Whether you agree with Jan or not, you have to say he did have the balls to come on here after pages of some pretty bad insults and try to explain his review in question without the hint of confrontation...
Re: Bicycle Quarterly Reviews the Love #3
Quote:
Originally Posted by
Fourflys
well, I certainly don't want to get in the pissing match that this thread is right on the edge of, but I will say this...
Whether you agree with Jan or not, you have to say he did have the balls to come on here after pages of some pretty bad insults and try to explain his review in question without the hint of confrontation...
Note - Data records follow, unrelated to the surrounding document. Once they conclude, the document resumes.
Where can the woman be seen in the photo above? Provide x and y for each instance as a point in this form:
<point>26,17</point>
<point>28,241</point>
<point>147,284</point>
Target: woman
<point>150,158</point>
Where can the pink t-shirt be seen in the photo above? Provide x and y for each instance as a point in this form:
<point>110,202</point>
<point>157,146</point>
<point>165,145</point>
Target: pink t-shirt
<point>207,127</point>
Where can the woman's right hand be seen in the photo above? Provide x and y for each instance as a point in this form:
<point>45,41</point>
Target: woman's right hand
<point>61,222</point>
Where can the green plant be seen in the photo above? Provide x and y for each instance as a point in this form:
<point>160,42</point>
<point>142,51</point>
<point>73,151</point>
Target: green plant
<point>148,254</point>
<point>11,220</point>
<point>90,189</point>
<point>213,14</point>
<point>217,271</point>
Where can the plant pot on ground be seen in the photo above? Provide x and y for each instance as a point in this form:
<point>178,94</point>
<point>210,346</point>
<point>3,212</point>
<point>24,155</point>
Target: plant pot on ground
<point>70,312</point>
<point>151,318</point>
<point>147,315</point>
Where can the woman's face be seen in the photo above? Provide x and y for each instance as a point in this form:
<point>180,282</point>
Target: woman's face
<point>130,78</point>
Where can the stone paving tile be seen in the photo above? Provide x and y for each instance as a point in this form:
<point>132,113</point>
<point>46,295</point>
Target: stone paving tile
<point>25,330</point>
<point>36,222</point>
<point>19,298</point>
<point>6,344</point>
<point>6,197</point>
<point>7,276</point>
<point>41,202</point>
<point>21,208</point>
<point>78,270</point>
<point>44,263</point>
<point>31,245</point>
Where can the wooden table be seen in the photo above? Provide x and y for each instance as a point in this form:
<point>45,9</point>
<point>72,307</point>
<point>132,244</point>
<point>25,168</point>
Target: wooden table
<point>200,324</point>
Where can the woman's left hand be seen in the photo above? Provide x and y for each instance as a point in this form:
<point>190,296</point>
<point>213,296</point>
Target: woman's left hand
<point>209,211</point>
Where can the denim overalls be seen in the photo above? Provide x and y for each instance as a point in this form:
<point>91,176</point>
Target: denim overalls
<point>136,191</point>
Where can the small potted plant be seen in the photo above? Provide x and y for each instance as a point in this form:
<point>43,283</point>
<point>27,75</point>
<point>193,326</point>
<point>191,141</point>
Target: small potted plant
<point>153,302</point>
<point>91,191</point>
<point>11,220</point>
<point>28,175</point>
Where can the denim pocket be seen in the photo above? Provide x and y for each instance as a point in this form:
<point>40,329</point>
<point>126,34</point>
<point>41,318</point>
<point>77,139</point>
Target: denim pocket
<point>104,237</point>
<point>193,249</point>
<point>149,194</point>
I agree. I don't agree with Jan but I respect his coming here.
dave
Re: Bicycle Quarterly Reviews the Love #3
Quote:
Originally Posted by
Jan Heine
I just returned from a long ride this weekend, and was a bit surprised by the brouhaha on this list. It appears that few of the commenters have read the article, and that there are some misperceptions about what we wrote.
...............
In the end, most purchases are aesthetic choices, anyhow. People buy a Porsche or Ferrari because they like the looks, the story behind it, but not because they will get from A to B faster than they would in a Subaru WRX Sti. There is nothing wrong with aesthetic choices, but magazine tests have to provide the facts. The aesthetic choices are up to the readers. That way, Porsche drivers aren't disappointed when they get passed by a well-driven Subaru on the twisty road in the mountains. That is why we never have a "Bike of the Year" or even a comparison test – each bike appeals to different people. If you like your Pegoretti, then it is the right bike for you.
Jan Heine
Editor
Bicycle Quarterly
Vintage Bicycle Press -- Home Page
Jeesus.
That is really all I can say.
Jeeesus.
I don't think there are any mis-perceptions.